Cold and Chill Bless the Lord!



“I can’t feel my feet,” a guest says to me as he stands on the front porch of Manna House. He is wearing worn out running shoes with mesh uppers. The cold has settled in for a few days on the edge of the polar vortex. Memphis has temperatures in the low twenties, and wind that is cutting.
            Another guest tells me, “My hands are numb.” He has on thin cloth gloves. A few other early arriving guests appear out of nowhere as I unlock the gate and the front door. They are all bundled in various ways against the cold, but one sums up the state they are in, "My bones are frozen."
            It is early.
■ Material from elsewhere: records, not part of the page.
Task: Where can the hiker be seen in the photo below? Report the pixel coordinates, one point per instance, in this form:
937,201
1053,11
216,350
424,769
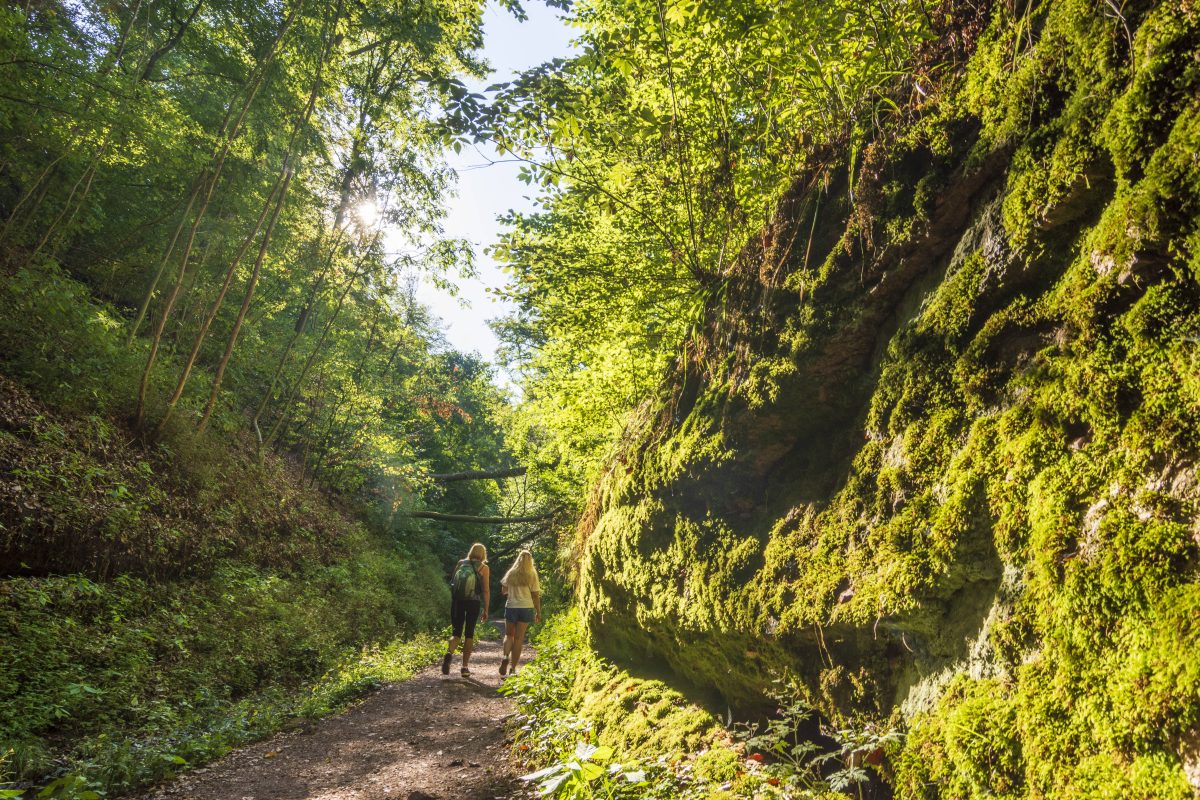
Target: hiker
523,607
469,596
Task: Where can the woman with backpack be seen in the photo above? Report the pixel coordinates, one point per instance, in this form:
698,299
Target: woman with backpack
469,596
523,607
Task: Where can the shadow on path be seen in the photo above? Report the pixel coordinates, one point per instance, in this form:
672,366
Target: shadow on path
433,737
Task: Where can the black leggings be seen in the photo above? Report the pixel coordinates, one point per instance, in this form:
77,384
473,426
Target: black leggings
465,612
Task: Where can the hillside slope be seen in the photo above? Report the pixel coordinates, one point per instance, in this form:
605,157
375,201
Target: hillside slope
935,449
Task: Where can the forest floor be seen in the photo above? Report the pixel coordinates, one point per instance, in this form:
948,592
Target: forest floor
431,738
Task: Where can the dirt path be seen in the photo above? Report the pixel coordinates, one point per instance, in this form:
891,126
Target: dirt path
407,741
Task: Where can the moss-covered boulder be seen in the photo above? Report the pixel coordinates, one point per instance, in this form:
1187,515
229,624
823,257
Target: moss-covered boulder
936,449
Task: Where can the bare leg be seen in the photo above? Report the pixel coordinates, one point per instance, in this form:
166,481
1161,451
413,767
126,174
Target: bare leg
509,630
517,643
468,645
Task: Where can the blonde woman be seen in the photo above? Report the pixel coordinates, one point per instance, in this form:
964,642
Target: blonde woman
523,607
469,597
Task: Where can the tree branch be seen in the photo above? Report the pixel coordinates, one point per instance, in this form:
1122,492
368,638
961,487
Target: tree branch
483,521
478,474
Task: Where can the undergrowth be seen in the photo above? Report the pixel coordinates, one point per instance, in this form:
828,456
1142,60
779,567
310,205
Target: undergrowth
593,731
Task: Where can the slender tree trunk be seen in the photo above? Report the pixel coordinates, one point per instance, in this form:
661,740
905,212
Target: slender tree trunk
264,245
202,334
312,358
317,286
214,175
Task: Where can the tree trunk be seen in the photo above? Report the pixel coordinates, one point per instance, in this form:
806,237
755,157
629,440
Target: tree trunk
210,184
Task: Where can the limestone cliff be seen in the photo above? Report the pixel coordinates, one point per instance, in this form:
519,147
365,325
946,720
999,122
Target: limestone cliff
934,450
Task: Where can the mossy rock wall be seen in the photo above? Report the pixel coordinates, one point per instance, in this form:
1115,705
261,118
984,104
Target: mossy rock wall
935,450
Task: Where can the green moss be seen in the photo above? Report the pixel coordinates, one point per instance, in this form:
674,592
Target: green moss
1007,518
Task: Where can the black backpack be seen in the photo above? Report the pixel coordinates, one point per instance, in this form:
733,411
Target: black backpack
466,583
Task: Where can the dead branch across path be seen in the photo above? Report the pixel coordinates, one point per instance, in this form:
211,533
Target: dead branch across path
481,521
478,474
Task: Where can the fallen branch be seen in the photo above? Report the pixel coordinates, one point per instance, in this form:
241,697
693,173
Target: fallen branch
481,521
478,474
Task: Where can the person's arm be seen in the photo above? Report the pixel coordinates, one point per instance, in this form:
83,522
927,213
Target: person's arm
486,575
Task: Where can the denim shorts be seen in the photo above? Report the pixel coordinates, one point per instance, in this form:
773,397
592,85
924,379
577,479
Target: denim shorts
519,615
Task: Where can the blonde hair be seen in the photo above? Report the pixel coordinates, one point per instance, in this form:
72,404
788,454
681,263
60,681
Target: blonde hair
522,572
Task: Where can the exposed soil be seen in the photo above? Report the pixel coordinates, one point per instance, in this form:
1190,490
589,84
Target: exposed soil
431,738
The darkness of the night has not given way to the light of the morning. I have arrived to get the house ready for hospitality before we open at 8am. There’s laundry to be folded. The supplies for serving coffee need to be set up. And I would really like some time to read and pray and write before opening. I relish the quiet time in the house alone. It is sacred time.
            But when I go past the few gathering guests and open the door to Manna House, I can feel the contrast between the warmth inside and the freezing cold outside. When I cross the threshold, the image of “The Christ of the Breadline” flashes in my mind. Christ is behind me waiting, freezing on the front porch.
            I say to myself, “Christ is going to have to wait a few minutes.” I have a few things I have to get done before I can open the house for hospitality. But I make the list shorter and ten minutes later I open the front door and invite in the Christ of the front porch. By then eight people have gathered and they all hurry in thankful for the warmth.
            One man heads for a couch and a few minutes later he is asleep. Another sits down and gets a book out of his backpack and begins to read. A few others gather around the table in the front room and talk about nothing in particular. It will be another hour or so before we will be “open” and start the showers and serve hot coffee.
            I take a chair at the door of the kitchen and open my prayer book. I am searching for a prayer I know from the Morning Office. I want to pray into the reality of the cold. The prayer comes from the Book of Daniel (chapter 3), where three young men, Shadrach, Meshach, and Abednego, are tossed into a blazing furnace by King Nebuchadnezzar because they won’t worship idols. In that furnace, “heated to seven times its usual fire,” the three young men sing God’s praises. Maybe in all that heat they really appreciated the cold.
"Bless the Lord all you works of the Lord,
Praise and exalt God above all forever.
Cold and chill, bless the Lord;
    praise and exalt God above all forever.
Frost and chill, bless the Lord;
    praise and exalt God above all forever.
Ice and snow, bless the Lord;
    praise and exalt God above all forever.”
            The prayer makes me wonder how to pray in the midst of a cold that threatens the lives of our guests. Then again, is it the cold that is threatening, or is it the coldness of our culture that deems some expendable, some not “worthy” of shelter, of housing? Maybe we “bless the Lord” in the midst of cold by offering hospitality to those out in the cold? Better still, maybe we “bless the Lord” by becoming the kind of community where we can all enjoy the cold because we have warm places to be with each other, no one is left outside, no one is left behind. Maybe we “bless the Lord” when we recognize each other and the whole of God’s creation as the very presence of God.